Oh man, that list seriously give me the nervous SWEATS! So, when I read a recent newspaper article that began with the line “Moms want to do it all, but even when they do it comes at a detriment to their mental health,” I was not even a little bit surprised. It goes on to say that recent research by a sociologist studying the U.S. versus other countries reports that, “U.S. mothers have it the worst out of Western industrialized nations when it comes to work-life balance because they lack cultural support.”


Caitlyn Collins says in her new book “Making Motherhood Work: How Women Manage Careers and Caregiving,” that basically, society puts impossible pressures on moms to have it all and do it all and that in the U.S., the pressure is impossible to live up to. She says women do things like change careers and purchase products and apps to help them “do it all” more efficiently, but that it doesn’t help. Collins says moms need to go FULL STOP on accepting that living with this kind of stress is just their lot in life as a mom.

Our culture, she infers, has set us up for failure.

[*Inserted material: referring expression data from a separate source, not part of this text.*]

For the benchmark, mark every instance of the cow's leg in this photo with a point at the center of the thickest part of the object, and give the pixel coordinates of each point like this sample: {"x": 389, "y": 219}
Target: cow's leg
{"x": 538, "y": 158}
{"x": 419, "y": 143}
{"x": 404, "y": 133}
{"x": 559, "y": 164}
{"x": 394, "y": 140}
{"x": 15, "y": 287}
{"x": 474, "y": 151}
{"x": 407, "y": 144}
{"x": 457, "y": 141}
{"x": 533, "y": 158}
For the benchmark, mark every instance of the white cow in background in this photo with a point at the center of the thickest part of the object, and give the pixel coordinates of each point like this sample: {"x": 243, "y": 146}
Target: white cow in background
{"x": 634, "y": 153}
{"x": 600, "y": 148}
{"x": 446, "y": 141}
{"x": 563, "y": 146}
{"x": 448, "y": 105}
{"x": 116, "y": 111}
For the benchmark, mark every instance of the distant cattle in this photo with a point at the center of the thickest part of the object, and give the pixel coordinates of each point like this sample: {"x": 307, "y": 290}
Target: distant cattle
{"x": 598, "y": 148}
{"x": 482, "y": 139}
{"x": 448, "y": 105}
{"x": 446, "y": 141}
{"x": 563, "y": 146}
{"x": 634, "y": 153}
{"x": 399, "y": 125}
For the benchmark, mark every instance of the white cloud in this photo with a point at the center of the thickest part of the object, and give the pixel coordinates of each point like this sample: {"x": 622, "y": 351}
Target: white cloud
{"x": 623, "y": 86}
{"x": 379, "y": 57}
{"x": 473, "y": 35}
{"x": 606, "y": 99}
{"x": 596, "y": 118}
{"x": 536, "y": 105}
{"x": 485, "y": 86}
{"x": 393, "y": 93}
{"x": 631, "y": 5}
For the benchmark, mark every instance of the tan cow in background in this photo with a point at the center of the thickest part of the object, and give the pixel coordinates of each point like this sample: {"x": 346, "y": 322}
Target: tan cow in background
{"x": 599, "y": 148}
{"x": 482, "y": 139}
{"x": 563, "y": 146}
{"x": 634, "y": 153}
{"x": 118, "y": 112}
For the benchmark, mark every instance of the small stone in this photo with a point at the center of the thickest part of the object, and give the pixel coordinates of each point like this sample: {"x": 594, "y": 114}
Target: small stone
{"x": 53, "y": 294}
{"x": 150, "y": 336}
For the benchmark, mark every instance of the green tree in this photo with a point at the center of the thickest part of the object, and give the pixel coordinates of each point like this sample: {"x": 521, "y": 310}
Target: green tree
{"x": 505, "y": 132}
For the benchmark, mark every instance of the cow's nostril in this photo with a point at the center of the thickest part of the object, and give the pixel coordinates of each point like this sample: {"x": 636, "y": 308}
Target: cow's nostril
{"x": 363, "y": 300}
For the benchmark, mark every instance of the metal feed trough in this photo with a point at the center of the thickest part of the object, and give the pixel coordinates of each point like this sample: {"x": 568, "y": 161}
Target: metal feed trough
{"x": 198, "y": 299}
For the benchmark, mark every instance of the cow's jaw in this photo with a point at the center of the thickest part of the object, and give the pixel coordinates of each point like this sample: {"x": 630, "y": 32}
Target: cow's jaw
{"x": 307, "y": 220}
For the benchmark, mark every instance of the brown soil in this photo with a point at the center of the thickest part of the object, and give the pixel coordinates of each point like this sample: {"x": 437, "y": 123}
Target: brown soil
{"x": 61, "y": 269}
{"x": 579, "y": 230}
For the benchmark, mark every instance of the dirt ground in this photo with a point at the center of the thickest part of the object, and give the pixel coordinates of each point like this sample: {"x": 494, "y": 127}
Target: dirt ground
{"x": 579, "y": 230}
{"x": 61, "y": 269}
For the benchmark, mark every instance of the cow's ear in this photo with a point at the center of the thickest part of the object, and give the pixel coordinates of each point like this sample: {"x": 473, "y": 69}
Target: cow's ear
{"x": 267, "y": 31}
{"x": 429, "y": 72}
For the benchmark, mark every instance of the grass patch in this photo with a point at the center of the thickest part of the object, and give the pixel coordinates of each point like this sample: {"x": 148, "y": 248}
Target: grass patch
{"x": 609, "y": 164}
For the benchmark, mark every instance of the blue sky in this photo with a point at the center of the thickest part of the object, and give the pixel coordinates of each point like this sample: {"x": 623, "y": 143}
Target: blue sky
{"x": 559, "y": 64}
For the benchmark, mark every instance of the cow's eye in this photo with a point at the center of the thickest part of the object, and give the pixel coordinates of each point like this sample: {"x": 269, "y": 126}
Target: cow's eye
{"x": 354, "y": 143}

“I want to tell mothers that this is not your fault,” she said. “It is powerful how much women have internalized the idea that if they just tried harder, it wouldn’t be this way. And I say, ‘No, this is not on you. You deserve better and that is brand new information for a lot of women to really hear that.”

Did you hear that, Mamas? This is NOT on you. And you deserve better! 

Better than being stressed out all the time. Better than faking it. Better than killing your mental health because you’re trying to live up to an impossible standard that some crazy person decided should be “normal.”

What I’ve learned in 15 years of motherhood and being all the different types of working/non-working mom is…it’s ALL hard. And it’s all worthy. But I’ve also learned that lining up your priorities so that your mental and emotional health is very near the top is one of the best things you can do for your kids.

And maybe, re-organizing your priorities just seems like more pressure. But that’s not what I intend here. What I want is for you to think about what kind of motherhood will make you happy. Because there’s some truth to “What Mama ain’t happy, nobody’s happy.” So if you start thinking about what kind of priorities would give you less stress, chances are, these are also the priorities that will make your entire family less stressed and more happy.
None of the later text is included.